Idsert had met aandacht geluisterd.
“Zo heb ik het nog niet bekeken”, sprak hij bedachtzaam, om vervolgens een andere wending aan het gesprek te geven.
“Ik heb er alle vertrouwen in dat met deze Koning een nieuwe tijd aanbreekt, want hij maakt zich sterk voor tolerantie, verdraagzaamheid en verzoening tussen de verschillende bevolkingsgroepen Èn hij probeert de economische groei te herstellen
en laat kanalen en wegen aanleggen. Zijn bijnaam Koning-Koopman draagt hij met ere.”
Idsert was zo te horen nog een echte Orangist.
Na het middageten hebben we nog wat jeugdherinneringen opgehaald met als hoogtepunten het planetariumspel en de ontdekking van de hemel,
samen met mijn vader, vanaf het jaagpad.
“Je had toen ook al een boekje gemaakt over de hemellichamen”, zei Idsert.
“Je bedoelt dit”, en ik liet hem het boekje zien, dat ik op mijn zesde verjaardag van mijn moeder en vader had gekregen en waarmee alles lang geleden
was begonnen.
Idsert bladerde erin en riep verrast: ”Wat is dit?” en wees naar een tekening van mijn eerste ‘Ooievaar’ met de twaalf
sterren en hun namen. “Daar sta ik ook bij, maar dat heb je mij nooit verteld!”
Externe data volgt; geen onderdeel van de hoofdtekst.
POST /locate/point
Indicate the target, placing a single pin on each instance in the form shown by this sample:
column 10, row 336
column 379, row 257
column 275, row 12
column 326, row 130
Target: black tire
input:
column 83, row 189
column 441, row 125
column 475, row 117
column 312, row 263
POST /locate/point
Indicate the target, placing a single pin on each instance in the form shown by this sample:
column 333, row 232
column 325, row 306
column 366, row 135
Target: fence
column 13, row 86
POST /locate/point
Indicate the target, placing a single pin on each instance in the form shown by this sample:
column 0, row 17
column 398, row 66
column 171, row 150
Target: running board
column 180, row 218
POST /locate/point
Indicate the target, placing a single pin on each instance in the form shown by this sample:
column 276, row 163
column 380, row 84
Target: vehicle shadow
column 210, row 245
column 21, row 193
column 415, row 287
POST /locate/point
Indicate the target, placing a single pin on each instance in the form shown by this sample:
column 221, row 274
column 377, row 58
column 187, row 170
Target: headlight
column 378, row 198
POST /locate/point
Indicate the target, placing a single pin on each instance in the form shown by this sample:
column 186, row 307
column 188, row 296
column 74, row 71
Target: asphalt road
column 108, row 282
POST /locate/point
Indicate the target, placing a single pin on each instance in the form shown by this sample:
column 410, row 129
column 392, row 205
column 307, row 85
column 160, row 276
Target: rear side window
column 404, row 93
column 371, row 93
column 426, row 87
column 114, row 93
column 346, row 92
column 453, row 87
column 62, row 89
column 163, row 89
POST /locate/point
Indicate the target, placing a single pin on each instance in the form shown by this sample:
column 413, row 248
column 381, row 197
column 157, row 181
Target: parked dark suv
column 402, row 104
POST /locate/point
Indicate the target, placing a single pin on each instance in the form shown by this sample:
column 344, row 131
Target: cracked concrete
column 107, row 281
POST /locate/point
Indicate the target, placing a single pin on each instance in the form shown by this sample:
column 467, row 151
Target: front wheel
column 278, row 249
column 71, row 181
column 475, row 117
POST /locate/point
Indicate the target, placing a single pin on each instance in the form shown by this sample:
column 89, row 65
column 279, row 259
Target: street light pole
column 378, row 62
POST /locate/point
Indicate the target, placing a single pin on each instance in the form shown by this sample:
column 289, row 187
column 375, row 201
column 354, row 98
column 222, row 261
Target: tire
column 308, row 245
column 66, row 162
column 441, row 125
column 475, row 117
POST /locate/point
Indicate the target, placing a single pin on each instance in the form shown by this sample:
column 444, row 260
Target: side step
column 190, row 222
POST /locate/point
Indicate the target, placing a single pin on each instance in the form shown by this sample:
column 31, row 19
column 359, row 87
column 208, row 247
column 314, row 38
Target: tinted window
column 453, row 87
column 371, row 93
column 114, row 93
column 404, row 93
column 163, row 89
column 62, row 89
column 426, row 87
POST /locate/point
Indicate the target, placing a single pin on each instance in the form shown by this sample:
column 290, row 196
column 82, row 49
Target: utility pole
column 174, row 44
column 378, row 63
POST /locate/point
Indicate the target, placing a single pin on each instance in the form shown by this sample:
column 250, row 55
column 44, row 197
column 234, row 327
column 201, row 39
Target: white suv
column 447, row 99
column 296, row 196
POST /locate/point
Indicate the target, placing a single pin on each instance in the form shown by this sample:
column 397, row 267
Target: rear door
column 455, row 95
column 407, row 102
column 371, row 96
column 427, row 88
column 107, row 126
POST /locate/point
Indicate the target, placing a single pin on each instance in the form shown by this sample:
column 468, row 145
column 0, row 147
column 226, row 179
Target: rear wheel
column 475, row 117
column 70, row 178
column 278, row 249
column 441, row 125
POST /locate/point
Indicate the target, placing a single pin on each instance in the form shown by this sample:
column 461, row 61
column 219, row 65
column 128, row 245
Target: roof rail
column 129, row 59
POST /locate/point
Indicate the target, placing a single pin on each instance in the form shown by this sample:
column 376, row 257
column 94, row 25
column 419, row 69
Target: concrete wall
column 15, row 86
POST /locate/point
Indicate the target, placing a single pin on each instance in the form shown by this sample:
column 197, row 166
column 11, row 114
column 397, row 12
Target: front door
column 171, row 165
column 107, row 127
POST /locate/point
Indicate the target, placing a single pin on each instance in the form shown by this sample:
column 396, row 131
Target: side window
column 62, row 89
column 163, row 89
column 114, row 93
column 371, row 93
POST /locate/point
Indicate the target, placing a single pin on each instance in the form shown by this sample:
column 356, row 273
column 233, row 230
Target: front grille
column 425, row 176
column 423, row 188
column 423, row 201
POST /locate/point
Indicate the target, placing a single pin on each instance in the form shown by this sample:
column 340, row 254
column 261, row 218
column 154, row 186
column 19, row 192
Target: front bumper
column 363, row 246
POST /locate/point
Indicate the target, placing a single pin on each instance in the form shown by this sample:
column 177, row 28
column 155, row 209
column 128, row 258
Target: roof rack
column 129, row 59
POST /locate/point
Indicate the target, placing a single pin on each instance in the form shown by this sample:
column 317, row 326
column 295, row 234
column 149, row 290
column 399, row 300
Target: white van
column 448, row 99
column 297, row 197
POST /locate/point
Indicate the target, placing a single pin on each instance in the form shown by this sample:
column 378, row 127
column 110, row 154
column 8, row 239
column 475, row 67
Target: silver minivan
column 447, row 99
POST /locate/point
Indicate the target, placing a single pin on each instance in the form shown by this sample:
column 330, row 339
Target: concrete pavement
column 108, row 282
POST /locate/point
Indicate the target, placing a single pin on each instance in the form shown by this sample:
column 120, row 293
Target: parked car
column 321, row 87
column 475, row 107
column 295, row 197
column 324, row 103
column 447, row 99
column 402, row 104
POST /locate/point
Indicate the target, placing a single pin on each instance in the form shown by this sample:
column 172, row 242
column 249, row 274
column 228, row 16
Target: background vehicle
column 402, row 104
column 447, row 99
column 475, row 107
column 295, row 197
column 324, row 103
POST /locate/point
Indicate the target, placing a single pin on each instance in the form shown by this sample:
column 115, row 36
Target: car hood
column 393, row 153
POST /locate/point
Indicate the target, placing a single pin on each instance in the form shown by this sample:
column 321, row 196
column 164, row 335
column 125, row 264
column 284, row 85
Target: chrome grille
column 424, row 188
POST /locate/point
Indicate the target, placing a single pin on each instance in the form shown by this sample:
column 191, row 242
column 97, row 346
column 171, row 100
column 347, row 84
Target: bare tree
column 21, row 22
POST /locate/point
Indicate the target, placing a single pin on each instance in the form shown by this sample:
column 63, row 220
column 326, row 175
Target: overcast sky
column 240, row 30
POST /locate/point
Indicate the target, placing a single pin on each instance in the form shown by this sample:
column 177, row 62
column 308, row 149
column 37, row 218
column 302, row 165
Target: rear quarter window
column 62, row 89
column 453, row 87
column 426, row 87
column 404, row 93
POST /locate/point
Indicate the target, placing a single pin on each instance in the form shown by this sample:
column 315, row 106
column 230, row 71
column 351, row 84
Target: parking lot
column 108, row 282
“Het was net als het planetariumspel en de zonnewijzer
ook maar een spelletje.”
“Maar dat spelletje is wel uitgegroeid tot een echt planetarium en voor in de gevel staan nu een echte Zonnewijzer
en een volwassen Ooievaar”.
Ik liet Idsert vervolgens de tekeningen zien van de twee gevelstenen met de namen van de twaalf sterren en twaalf uren.
“Ja, dat had ik al begrepen” zei Idsert lachend, “ik heb plaats moeten maken voor een andere vriend!”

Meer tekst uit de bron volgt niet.